Charakter – Hinter dem Schleier

Charakterzitat
Wenn dir jemand einmal das erwartete Lächeln nicht schenkt, dann lächle trotzdem zurück, denn niemand braucht ein Lächeln mehr als der, der anderen keins schenken kann!

Charakter
Alazan ist ein fröhlicher Wolfsrüde, der sich noch keine großen Sorgen um sein Leben, oder sich viele Gedanken über die Zukunft macht. Er ist gegenüber anderen meistens aufgeschlossen und zeigt keine Angst vor größeren Wölfen. Manche können ihn wegen seiner direkten und rüpelhaften Art nicht richtig leiden, aber andere lieben ihn genau aus diesem Grund. Er geht auf andere immer direkt zu und lässt sich von Drohungen nicht groß beeindrucken. Manche würden das als Respektlosigkeit bezeichnen, aber Alazan denkt eben nicht groß über die Folgen seines Handelns nach. Er kann anderen immer ein Lächeln entlocken, und sieht auch in den düstersten Momenten das Gute.
Der junge Rüde hat viele Träume für die Zukunft und malt sich sein eigenes Leben gerne in den buntesten Farben aus. Nicht oft denkt er an das Schlechte, oder wenn, dann versucht er es schnell wieder zu verdrängen und etwas neues und spannendes zu entdecken. Das ist es, was er mehr als alles andere liebt.
Seine Seele ist noch ganz und unbeschadet, obwohl er in so jungen Jahren bereits seine Familie verloren hat und wenn es um sie geht, sein altes Rudel, dann ist das fast der einzige Grund, warum er manchmal Trübsal bläst und traurig ist. Das ist es auch, warum er immer nach vorne schaut und sich seine Zukunft ausmalt und fast nie an die Vergangenheit denkt. Sie macht ihn unglücklich und eigentlich hat er noch niemandem davon erzählt. Nicht einmal Tala, die ihn danach aufgelesen und aufgenommen hat. Das ist es auch, was Alazan so an der Wölfin mag… sie möchte ihm nie etwas entlocken, was er nicht erzählen will.


Stärken
  • lebt im Jetzt
  • ist sehr freundlich und lustig
  • kommt mit jeden gut aus
  • verzeiht Fehler und Macken


Schwächen
  • kann noch nicht für sich selbst sorgen
  • nervt andere oft
  • manchmal Respektlosigkeit
  • Tollpatschigkeit


Vorlieben
  • Geborgenheit
  • Spaß und Spiel
  • die Gemeinschaft
  • Freundschaft


Abneigungen
  • Einsamkeit
  • Hilflosigkeit
  • reißende Flüsse
  • Streit und Hass


Vergangenheit – Durchlebte Zeiten

Vergangenheit
Ich wurde zusammen mit meinen vier Geschwistern in einer großen Höhle geboren.
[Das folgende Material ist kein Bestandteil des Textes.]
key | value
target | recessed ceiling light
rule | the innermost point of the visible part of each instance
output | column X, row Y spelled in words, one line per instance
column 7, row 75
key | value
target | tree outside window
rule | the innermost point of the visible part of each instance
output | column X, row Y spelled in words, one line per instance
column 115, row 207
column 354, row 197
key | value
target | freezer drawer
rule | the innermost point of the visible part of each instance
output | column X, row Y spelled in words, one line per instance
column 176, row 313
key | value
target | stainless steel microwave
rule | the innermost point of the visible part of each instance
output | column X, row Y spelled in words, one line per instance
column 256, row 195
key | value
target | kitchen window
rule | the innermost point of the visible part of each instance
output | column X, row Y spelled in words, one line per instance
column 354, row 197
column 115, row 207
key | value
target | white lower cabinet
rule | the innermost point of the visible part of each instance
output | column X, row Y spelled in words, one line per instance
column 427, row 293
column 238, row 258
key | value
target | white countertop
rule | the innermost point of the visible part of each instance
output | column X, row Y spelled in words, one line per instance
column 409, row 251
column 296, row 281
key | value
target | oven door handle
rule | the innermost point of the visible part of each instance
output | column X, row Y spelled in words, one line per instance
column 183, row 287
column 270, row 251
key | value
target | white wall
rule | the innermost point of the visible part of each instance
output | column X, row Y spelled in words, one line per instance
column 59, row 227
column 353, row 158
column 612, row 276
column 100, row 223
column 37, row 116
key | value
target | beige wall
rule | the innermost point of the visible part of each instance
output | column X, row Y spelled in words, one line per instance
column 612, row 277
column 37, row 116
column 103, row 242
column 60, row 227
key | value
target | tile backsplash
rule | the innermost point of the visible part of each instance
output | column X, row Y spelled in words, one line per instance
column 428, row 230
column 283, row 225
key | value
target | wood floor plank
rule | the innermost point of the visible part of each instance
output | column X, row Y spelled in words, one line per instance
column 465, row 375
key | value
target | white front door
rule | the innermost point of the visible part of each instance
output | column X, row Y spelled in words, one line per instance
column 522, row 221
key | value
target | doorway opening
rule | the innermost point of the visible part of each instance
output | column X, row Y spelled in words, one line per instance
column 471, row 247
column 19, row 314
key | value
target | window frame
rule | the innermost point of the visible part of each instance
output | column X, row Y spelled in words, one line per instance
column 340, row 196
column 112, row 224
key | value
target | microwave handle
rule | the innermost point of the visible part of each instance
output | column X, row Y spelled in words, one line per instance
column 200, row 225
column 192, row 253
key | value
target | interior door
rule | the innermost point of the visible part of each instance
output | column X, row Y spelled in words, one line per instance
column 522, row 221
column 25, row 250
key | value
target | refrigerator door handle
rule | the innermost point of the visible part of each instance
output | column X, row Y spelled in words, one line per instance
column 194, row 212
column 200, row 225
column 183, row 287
Das erste, an das ich mich erinnere, war die liebkosende Zunge meiner Mutter und ihre wohltuende Wärme. Die Kälte verschwand aus meinem Körper, als sie mich trocken leckte und ein neues Gefühl durchströmte meinen jungen Geist. Es war ein entsetzlicher Hunger. Er machte mich fast verrückt, aber dann lenkte mich mein Instinkt zu einer Lösung. Es waren meine kurzen Stummelbeinchen, die mich zu der Milchquelle führten und so nahm ich meine erste Mahlzeit zu mir. Die nächsten Tage verbrachte ich blind und taub in der Nähe meiner Familie und da ich die meiste Zeit schlief, bekam ich noch nicht viel von meiner Umgebung mit.
Ich wusste nicht genau, wie viele Nächte und Tage ich so verbrachte, aber irgendwann gab es eine Veränderung. Es war erst nur ein schwacher Schemen, den ich sehen konnte, aber zusammen mit dem Gehör, dass ich erhalten hatte, erkannte ich auch die Gastalten vor mir immer besser. So wie ich meine Mutter als erstes gespürt hatte, so war sie auch das erste Geschöpf, dass ich deutlich sehen konnte. Die Welt hatte für mich einen ganz neuen Reitz bekommen und das Spiel des Lebens konnte nun für mich beginnen.
Ich hatte so eine schöne Kindheit. Im Leben gab es keine Sorgen und während ich mit meinen Geschwistern den ganzen Tag spielen und toben konnte, haben unsere Eltern uns alles gegeben, was man braucht. Sie haben mir viel beigebracht und wenn sie nicht schon so früh mit meiner Ausbildung begonnen hätten, dann würde ich heute vielleicht nicht mehr leben. Meine Entwicklung schritt täglich voran und ich sah es selbst mit einem gewissen Stolz, dass ich schnell wuchs und aus dem kleinen Fellbündel allmählich ein junger Wolf wurde. Ich versuche mich selbst zu versorgen und mit dem Jagen klappt es auch immer besser, aber ich brauche trotzdem noch jemanden, der für mich sorgt und mir Schutz gewähren kann. Ich wäre auch weiterhin in meinem Rudel geblieben und behütet aufgewachsen, bis ich endgültig auf eigenen Beinen stehen könnte, aber das Schicksal hatte andere Pläne mit mir und meinem Rudel.
Ein mächtiger Sturm zog zum Anfang des neuen Jahres auf. Ich war noch nicht mal ein Jahr alt und wurde von den anderen getrennt, als wir einen Unterschlupf gesucht haben. Wir liefen an einem breiten und bedrohlichen Fluss entlang und konnten durch die Windböen und den Schneeregen kaum etwas sehen. Ich kam vom Weg ab, rutschte die niedrige Böschung hinab und stürzte in den Fluss. Es waren die schlimmsten Minuten meines noch jungen Lebens und als ich mich strampelnd und paddelnd wieder befreien konnte, waren die anderen weit entfernt und so sehr ich auch suchte… ich fand sie niemals wieder.
Ich verkroch mich, harrte den Sturm aus und schaffte es die nächsten Wochen irgendwie, zu überleben. In meinem Unterschlupf, einer merkwürdigen, hohen Höhle mit gläsernen Wänden, durch die die Sonne hineinschauen konnte, gab es eine Menge kleine Nagetiere und mein Geschick reichte aus, sie zu fangen.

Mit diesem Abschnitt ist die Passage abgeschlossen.